Re: [Math] "iterator" and "sparseIterator" in "RealVector" hierarchy

Ted Dunning Wed, 17 Aug 2011 11:46:51 -0700

I would think neither.

I think it should mean that the sparseIterator will be enough faster than
the dense iterator to make it worth using.  The indication doesn't have to
be be crisp or even always quite correct.  Thus, a densely filled
OpenMapReal might just return true because that usage is out of the
ordinary.


Regarding what the sparseIterator returns, skipping zeroes is a fine idea,
but the contract should really be that all non-zeros will be returned rather
than no zeros will be returned.  There should be flexibility to return zero
values if that is much more convenient, but there should be no case where a
non-zero is missed.

Regarding the additional indicators, these are occasionally useful in
particular cases, but many of those special cases actually work out just as
well if you simply treat them as sparse.  As an example, multiplication by a
diagonal matrix can be special cased, but simply iterating over the
non-zeros (i.e. the diagonal) is just as good.  Matrix power is a
counter-example where the computation can be reduced to element-wise power
for diagonal, but not for sparse.  Even so, the sparse implementation is
surprisingly competitive even there especially for small powers if you have
a special sparse-sparse multiply.  Mahout has an additional indicator
function that tells whether sparseIterator returns items in a sequential
order which can reduce many of these cases to a merge.

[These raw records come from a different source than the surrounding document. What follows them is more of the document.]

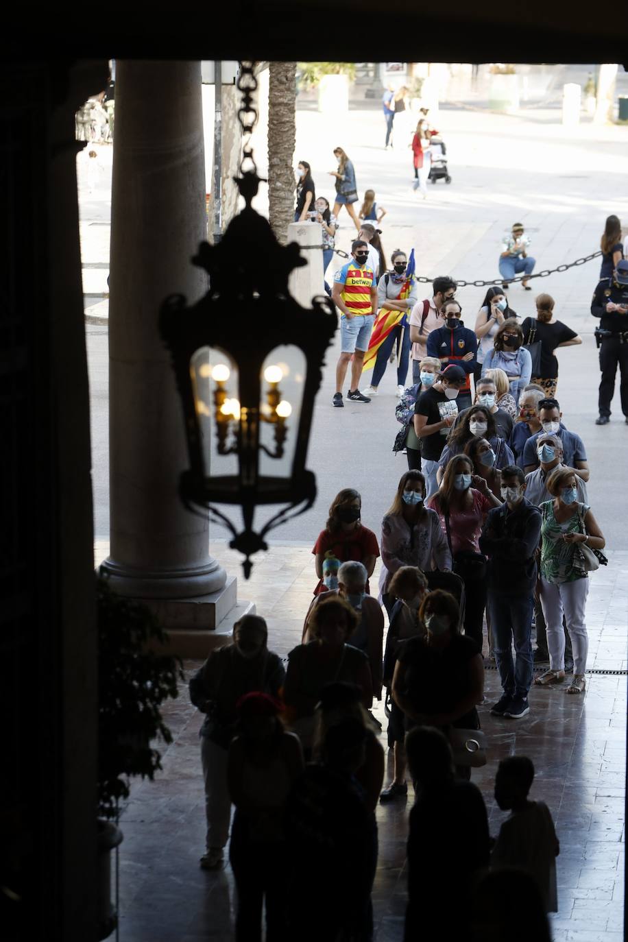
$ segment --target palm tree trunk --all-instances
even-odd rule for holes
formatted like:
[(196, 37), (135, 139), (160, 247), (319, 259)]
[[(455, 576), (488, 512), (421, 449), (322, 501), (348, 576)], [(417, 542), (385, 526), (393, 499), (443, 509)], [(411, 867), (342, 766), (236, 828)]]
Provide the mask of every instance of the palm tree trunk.
[(295, 216), (297, 63), (271, 62), (268, 83), (268, 208), (270, 225), (285, 244)]

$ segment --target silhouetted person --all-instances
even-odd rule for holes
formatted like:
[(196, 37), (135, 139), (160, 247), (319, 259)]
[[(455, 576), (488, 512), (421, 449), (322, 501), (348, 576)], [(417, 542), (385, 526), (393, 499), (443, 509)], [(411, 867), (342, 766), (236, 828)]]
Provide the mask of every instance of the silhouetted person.
[(489, 866), (484, 799), (454, 777), (449, 742), (433, 727), (406, 737), (416, 801), (410, 813), (405, 942), (464, 938), (469, 904)]
[(557, 913), (556, 858), (560, 845), (547, 804), (528, 801), (533, 780), (534, 765), (527, 755), (509, 755), (499, 763), (495, 801), (512, 814), (500, 828), (491, 868), (525, 870), (537, 882), (546, 912)]
[(364, 763), (366, 736), (357, 719), (331, 726), (321, 762), (307, 766), (288, 798), (291, 939), (371, 938), (372, 814), (355, 774)]
[(261, 942), (266, 901), (266, 942), (287, 939), (285, 802), (303, 771), (298, 738), (266, 693), (237, 703), (238, 735), (229, 747), (227, 778), (235, 805), (229, 858), (237, 888), (236, 942)]

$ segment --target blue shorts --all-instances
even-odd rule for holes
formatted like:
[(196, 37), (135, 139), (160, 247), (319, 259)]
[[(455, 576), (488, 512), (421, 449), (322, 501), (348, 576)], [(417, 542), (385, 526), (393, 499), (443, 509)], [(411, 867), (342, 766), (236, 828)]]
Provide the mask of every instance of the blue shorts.
[(340, 349), (343, 353), (367, 350), (373, 333), (375, 315), (359, 314), (355, 317), (340, 318)]
[(348, 196), (345, 196), (344, 193), (336, 193), (336, 199), (334, 200), (334, 203), (339, 203), (341, 206), (346, 206), (347, 203), (357, 203), (357, 202), (358, 202), (357, 193), (355, 196), (352, 196), (350, 198)]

For banded arrays, the economies available beyond simple sparse algorithms
are even more limited.

Symmetric and triangular matrices also have special properties but it is
hard to decide what is really important there.  Many of the special
operations for these kinds of matrix are subject to solving by overloads
instead of indicators since we aren't dealing with binary operations.  For
example, left and right inverse multiplication with triangular matrices is
handled by normal single dispatch and qualifying an argument for real
Cholesky decomposition is specific to the Cholesky decomposition itself.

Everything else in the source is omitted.